Sixty seconds. As eerie guitar wails emerge as from a fog, making way for the thunderclap explosion of bass and drums that ushers in ‘For Everything’, sixty seconds is all it takes to know you are in the presence of something very special in one of the most exciting intros to a debut album for many a long year. “I am the underworld, the one you want to leave” warns James McGovern, his voice swelling like a preacher admonishing a particularly troublesome flock. This is the world of The Murder Capital.
Seeming to arrive from nowhere, the Dublin band were initially quickly lumped in with compatriots Fontaines D.C., as well as the likes of early tour partners IDLES. In truth, however, they are a different beast altogether. Operating firmly at the Joy Division and early-U2 end of post-punk, every track rips through on an inescapably intense groove led by Gabriel Paschal Blake (bass) and Diarmuid Brennan (drums). The sound is highly detailed and crafted, as evocative as McGovern’s lyrics are hard to pin down at points. A brutality in the atmosphere surrounds recent single ‘Green And Blue’, a grimly oppressive mood that stretches its tendrils through much here. The two-parted ‘Slowdance’ rumbles slowly along, surely pricking the ears up Shane Meadows for his next piece of beautiful heart-pricking misery porn.
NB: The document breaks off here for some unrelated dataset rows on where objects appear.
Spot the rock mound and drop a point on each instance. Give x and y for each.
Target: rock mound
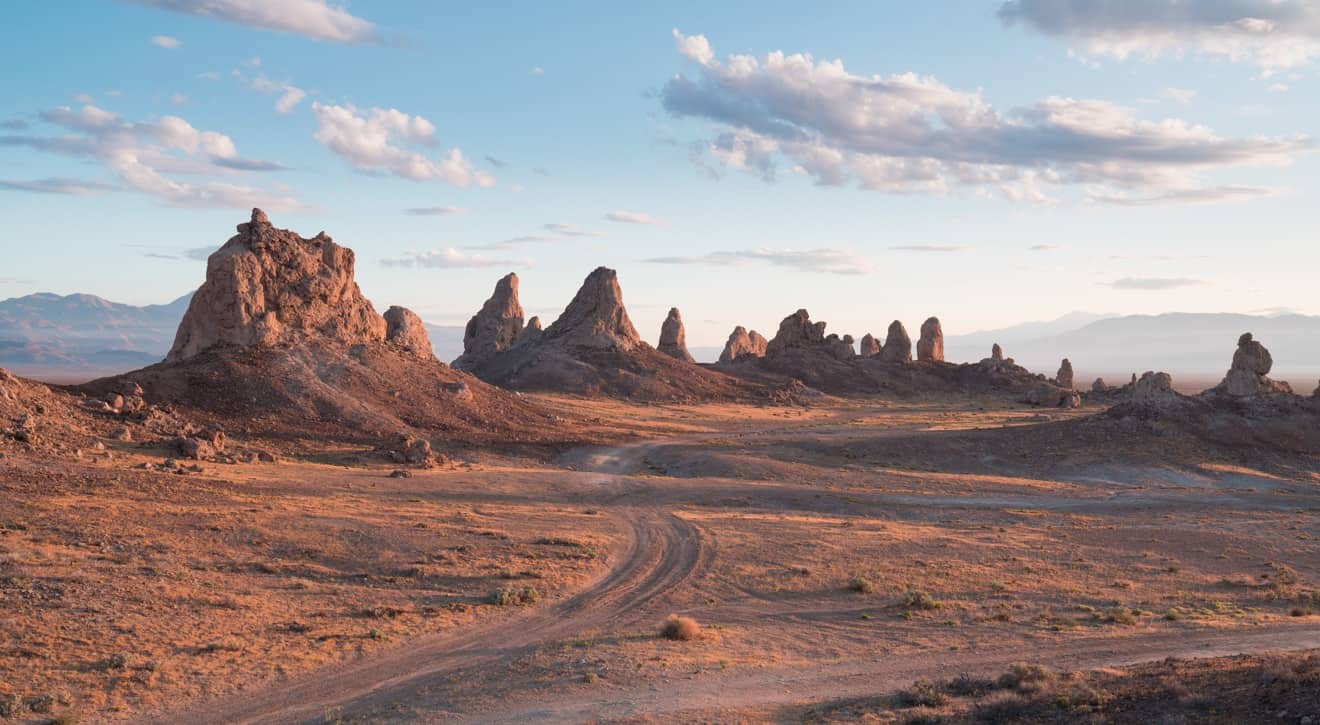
(407, 332)
(929, 347)
(1249, 373)
(269, 287)
(593, 349)
(673, 338)
(494, 328)
(743, 345)
(898, 344)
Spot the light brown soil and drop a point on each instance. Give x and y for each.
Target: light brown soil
(837, 551)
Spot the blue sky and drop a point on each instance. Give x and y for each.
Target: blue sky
(985, 161)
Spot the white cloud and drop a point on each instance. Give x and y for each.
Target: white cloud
(448, 259)
(632, 218)
(912, 134)
(573, 230)
(58, 185)
(434, 210)
(1153, 284)
(1180, 95)
(1273, 34)
(314, 19)
(825, 260)
(147, 157)
(371, 141)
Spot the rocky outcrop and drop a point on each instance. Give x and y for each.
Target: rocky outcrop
(1249, 373)
(743, 345)
(1064, 378)
(269, 287)
(898, 345)
(494, 328)
(673, 338)
(597, 317)
(407, 332)
(929, 347)
(796, 332)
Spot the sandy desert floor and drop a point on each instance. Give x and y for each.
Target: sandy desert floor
(830, 555)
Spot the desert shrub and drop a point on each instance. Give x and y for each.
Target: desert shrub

Best of all is ‘On Twisted Ground’. Sticking wisely here to the heart-breaking live version, it still retains the power to freeze the hardiest of souls in their tracks as it claws at the emotions. That heralds the beginning of a stunning second side, the grief exploding into the fire and fury of ‘Feeling Fades’, before McGovern channels his inner-Tom Waits for the mournful ‘How The Streets Adore Me Now’. The Murder Capital may have arrived as if in a flash of lightning, but all the evidence is pointing towards that this is a band here for the long run.